The role of PVS in the risk assessment of type 1 myotonic dystrophy (MD1) is still controversial [45, 46, 47, 48]. European guidelines recommend ICD implantation in MD1 patients with palpitations highly suspicious for VA and induction of VT other than bundle branch re-entry VT (Class IIa, level of evidence C) [21]. Electrophysiological testing should be considered in MD1 patients who are older than 40 years and have supraventricular arrhythmias or extensive late gadolinium enhancement on CMR (Class IIa, level of evidence C). Moreover, the heart rhythm society consensus statement on evaluation and management of arrhythmic risk in neuromuscular disorders recommend PVS in MD1 patients with symptoms suggestive of VAs not explained by non-invasive testing (Class IIb, level of evidence B) [49]. In the ACADEMY 1, a recent prospective study including 72 MD1 patients in need of permanent pacing and underwent ICD implantation according to the results of PVS, Russo et al. [50] showed a low PPV (about 16%) in predicting arrhythmic events during a mean follow-up period of 44.7 ± 10.2 months; conversely, the NPV was 90%. The PVS was conducted up to three extrastimuli from both RVA and right ventricular outflow tract (RVOT); and as PVS positivity was considered the inducibility of sustained VT or VF. Considering the high incidence life-tethering arrhythmic events in DM1 patients, the decision to implant ICD should not be based exclusively on the PVS findings.

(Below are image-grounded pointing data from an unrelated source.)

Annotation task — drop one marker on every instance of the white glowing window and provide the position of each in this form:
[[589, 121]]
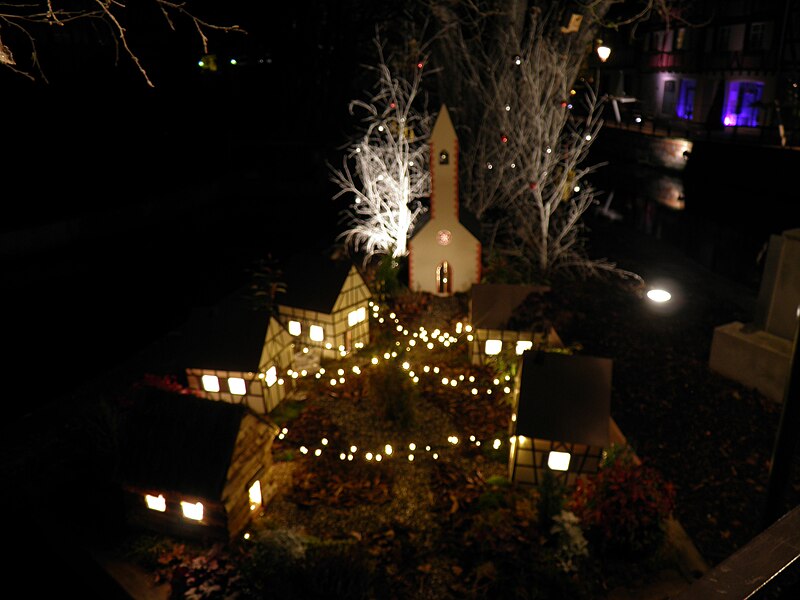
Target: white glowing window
[[522, 346], [237, 386], [558, 461], [356, 316], [271, 376], [192, 511], [254, 493], [211, 383], [156, 502], [493, 347]]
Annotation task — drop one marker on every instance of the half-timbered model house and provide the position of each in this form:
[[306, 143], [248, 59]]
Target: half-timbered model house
[[325, 307], [193, 467], [504, 319], [239, 353], [444, 253], [562, 417]]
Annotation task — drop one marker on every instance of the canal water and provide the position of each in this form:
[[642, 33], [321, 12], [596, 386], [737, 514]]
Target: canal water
[[718, 202]]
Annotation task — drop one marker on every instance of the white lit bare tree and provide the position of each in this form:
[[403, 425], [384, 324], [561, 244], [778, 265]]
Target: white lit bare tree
[[526, 132], [385, 168], [21, 24]]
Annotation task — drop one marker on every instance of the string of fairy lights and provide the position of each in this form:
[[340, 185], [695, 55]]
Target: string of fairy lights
[[415, 341]]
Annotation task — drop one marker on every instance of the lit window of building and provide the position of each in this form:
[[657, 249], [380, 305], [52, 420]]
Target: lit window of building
[[211, 383], [493, 347], [237, 386], [157, 503], [271, 376]]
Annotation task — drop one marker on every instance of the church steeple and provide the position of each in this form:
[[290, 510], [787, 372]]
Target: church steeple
[[444, 169]]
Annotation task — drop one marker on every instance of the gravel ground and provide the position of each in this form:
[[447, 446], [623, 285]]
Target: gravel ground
[[711, 436]]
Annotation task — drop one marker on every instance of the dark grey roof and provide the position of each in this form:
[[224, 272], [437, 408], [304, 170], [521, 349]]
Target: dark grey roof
[[492, 305], [565, 398], [313, 281], [229, 335], [178, 442]]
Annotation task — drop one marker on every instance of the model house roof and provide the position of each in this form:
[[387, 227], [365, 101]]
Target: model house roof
[[178, 442], [313, 281], [494, 305], [565, 398]]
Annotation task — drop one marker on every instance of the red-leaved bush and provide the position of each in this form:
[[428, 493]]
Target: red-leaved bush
[[623, 508]]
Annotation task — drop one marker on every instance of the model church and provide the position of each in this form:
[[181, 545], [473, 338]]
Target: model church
[[444, 255]]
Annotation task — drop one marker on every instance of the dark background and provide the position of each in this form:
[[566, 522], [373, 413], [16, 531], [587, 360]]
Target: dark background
[[126, 206]]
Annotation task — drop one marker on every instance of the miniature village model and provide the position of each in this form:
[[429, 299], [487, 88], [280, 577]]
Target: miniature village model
[[242, 361]]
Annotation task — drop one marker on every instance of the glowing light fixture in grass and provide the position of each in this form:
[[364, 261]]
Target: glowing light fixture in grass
[[658, 295]]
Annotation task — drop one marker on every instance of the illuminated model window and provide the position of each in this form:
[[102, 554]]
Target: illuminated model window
[[254, 494], [558, 461], [192, 511], [685, 108], [356, 316], [522, 346], [493, 347], [211, 383], [237, 386], [156, 502], [271, 376], [741, 103]]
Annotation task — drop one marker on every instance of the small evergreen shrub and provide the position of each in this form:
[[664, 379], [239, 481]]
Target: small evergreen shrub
[[394, 392]]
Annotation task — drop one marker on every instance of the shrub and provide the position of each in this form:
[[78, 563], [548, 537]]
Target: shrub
[[392, 389], [284, 563], [624, 507], [571, 545], [551, 499]]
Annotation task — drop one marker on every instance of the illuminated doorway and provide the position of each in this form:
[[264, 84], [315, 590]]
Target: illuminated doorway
[[444, 278]]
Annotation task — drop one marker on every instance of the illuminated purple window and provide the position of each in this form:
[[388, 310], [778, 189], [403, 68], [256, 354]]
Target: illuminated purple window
[[741, 104], [685, 108]]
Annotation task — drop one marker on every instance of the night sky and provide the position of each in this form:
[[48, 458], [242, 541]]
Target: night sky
[[173, 190]]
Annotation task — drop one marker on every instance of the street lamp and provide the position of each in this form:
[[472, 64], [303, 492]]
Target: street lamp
[[603, 52]]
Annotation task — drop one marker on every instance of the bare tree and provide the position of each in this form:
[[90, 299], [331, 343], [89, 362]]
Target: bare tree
[[527, 131], [389, 158], [20, 22]]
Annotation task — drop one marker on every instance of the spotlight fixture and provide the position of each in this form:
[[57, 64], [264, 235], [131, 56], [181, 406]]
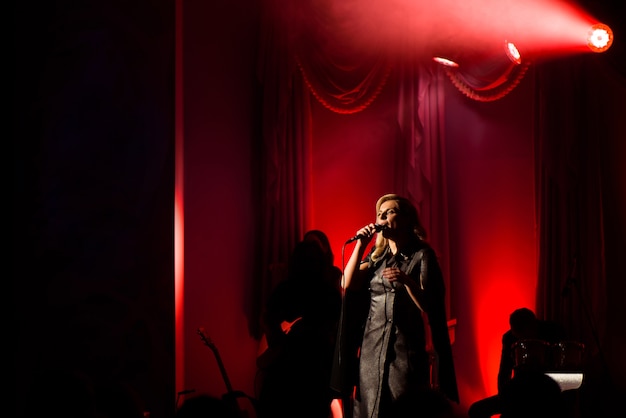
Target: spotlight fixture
[[599, 37], [512, 52], [446, 62]]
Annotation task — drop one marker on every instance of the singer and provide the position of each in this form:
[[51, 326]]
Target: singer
[[402, 278]]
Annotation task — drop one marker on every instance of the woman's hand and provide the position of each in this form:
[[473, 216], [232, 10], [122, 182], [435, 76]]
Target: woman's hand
[[394, 274]]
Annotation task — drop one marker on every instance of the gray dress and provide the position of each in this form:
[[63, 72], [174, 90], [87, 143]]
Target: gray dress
[[393, 355]]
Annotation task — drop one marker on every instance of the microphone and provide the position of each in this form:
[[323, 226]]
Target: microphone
[[377, 228]]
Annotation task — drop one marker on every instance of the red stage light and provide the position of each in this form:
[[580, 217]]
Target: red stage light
[[445, 61], [512, 52], [599, 38]]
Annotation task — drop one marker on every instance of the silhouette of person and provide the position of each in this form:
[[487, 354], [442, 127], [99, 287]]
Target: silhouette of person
[[334, 273], [403, 279], [300, 324], [524, 328]]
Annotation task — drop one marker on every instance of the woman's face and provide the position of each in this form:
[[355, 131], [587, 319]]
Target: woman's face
[[388, 215]]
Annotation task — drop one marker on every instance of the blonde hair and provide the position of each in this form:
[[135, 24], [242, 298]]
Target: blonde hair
[[409, 212]]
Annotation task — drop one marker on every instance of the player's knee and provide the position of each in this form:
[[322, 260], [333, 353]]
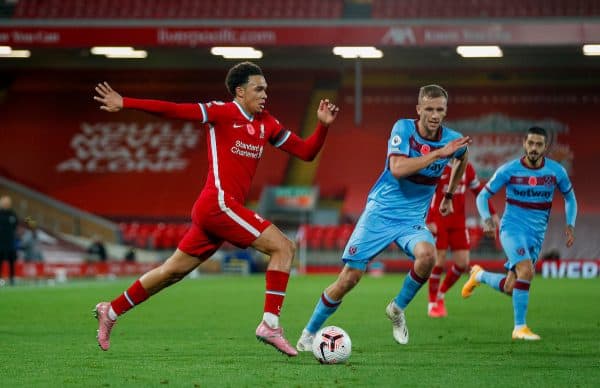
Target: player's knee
[[349, 279], [173, 273], [288, 248], [525, 271], [426, 258], [508, 287]]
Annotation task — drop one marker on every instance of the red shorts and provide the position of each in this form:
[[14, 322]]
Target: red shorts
[[452, 237], [215, 220]]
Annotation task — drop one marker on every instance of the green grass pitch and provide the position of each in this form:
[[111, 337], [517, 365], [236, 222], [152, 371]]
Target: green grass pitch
[[200, 333]]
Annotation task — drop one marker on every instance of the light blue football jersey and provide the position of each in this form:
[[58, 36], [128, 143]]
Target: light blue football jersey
[[529, 193], [408, 198]]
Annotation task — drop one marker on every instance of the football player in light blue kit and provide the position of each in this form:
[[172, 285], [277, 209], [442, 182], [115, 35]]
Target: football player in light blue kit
[[396, 208], [530, 183]]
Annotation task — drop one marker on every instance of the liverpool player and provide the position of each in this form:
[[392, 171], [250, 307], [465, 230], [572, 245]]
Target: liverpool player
[[236, 133], [451, 232]]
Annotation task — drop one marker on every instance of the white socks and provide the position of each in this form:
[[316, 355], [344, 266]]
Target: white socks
[[111, 314]]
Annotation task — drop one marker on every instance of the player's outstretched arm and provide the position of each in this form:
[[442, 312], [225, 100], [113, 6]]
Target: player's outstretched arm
[[402, 166], [308, 149], [571, 215], [110, 100], [327, 112], [489, 223], [113, 102], [458, 170]]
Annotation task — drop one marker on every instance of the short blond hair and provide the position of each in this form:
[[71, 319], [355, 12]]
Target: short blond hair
[[432, 91]]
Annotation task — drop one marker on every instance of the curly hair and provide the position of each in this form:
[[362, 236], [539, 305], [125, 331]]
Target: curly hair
[[238, 75]]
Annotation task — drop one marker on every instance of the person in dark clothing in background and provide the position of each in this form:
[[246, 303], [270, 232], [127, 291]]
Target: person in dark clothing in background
[[8, 230]]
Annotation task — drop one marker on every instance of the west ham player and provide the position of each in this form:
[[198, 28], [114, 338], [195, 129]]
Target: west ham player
[[396, 208], [530, 183], [237, 132], [450, 232]]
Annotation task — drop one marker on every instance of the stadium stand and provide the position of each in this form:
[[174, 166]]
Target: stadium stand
[[178, 9], [96, 192], [407, 9]]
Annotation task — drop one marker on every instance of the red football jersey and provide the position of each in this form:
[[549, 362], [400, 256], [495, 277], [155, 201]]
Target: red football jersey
[[235, 142], [457, 218]]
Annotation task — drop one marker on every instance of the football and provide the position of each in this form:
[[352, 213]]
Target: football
[[332, 345]]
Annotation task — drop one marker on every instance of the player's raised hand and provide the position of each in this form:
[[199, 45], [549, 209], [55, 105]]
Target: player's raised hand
[[111, 101], [446, 207], [450, 148], [327, 112], [570, 233]]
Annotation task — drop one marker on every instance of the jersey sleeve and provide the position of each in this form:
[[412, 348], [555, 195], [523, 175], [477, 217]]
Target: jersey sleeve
[[562, 180], [398, 143], [499, 179], [214, 111]]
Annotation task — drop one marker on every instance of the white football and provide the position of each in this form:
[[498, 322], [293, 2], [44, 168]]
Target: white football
[[332, 345]]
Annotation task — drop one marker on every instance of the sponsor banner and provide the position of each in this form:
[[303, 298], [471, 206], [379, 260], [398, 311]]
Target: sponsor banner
[[514, 33], [556, 269], [570, 269], [77, 270]]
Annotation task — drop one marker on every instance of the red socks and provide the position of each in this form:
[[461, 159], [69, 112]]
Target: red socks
[[434, 282], [275, 291], [134, 295], [451, 277]]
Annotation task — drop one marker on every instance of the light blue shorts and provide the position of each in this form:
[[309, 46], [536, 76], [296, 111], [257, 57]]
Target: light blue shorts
[[373, 233], [519, 246]]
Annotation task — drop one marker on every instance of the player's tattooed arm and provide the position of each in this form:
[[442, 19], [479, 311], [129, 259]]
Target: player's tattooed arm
[[570, 233], [489, 227]]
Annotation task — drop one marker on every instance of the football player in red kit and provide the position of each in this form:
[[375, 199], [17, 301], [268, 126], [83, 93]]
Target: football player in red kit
[[451, 232], [236, 134]]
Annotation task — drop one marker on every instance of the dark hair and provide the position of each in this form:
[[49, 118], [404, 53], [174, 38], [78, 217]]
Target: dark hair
[[432, 91], [238, 75], [538, 131]]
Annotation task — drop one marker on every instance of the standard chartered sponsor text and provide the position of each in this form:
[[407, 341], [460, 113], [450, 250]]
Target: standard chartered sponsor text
[[247, 150]]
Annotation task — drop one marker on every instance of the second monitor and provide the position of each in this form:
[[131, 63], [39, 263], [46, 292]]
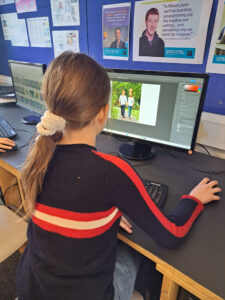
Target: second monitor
[[27, 79]]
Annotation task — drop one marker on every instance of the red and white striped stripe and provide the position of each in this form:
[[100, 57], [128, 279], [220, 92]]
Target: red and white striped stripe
[[72, 224]]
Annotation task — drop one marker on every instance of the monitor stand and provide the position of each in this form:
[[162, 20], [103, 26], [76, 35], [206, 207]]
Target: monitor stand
[[31, 119], [137, 151]]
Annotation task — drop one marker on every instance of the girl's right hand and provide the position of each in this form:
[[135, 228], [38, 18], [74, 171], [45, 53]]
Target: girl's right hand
[[205, 191], [6, 144]]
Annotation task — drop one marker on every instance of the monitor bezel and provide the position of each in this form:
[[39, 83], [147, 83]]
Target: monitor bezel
[[204, 76], [43, 66]]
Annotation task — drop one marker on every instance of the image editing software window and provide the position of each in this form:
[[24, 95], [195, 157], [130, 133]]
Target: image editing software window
[[27, 79], [158, 108]]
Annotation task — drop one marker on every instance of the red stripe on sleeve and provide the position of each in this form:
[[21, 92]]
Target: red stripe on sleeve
[[178, 231]]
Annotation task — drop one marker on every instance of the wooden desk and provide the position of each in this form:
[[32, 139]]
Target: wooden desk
[[199, 264]]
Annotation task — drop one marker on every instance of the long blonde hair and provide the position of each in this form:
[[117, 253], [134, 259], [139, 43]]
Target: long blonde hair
[[74, 87]]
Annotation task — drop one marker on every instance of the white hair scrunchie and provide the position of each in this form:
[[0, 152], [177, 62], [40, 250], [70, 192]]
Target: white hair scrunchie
[[50, 124]]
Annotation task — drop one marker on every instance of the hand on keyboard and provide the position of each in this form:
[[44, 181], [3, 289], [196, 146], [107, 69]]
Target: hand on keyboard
[[6, 144]]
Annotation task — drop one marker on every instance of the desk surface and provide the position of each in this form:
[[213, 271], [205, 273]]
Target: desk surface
[[202, 256]]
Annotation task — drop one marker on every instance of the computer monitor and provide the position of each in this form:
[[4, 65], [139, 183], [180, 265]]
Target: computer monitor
[[155, 107], [27, 79]]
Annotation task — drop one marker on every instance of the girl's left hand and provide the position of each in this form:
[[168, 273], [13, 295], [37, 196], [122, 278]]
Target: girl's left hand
[[125, 225]]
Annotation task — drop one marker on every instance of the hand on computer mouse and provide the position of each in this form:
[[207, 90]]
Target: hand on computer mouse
[[6, 144], [205, 191]]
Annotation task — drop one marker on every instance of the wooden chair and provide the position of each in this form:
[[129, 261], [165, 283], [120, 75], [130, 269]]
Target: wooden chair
[[13, 232]]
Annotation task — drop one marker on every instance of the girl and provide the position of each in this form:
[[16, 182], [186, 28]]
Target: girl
[[76, 195]]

7. Adult Congenital Heart Disease

Since no randomized clinical trial for SCD prevention has included patients with congenital heart disease (ACHD), the international guidelines recommendations on SCD risk stratification were extrapolated from studies on repaired tetralogy of Fallot (TOF).

According to the American guidelines, the PVS should be considered in repaired TOF patients with high-risk features and frequent VAs (frequent PVCs or NSVT) (Class IIa) [20]; in contrast, the European guidelines suggest PVS in repaired TOF patients with arrhythmia symptoms and NSVT (Class IIa) or with a combination of risk factors (Class IIb) [21]. Non-invasive risk factors which identify repaired TOF patients at high-risk of VAs are reported in Table 4.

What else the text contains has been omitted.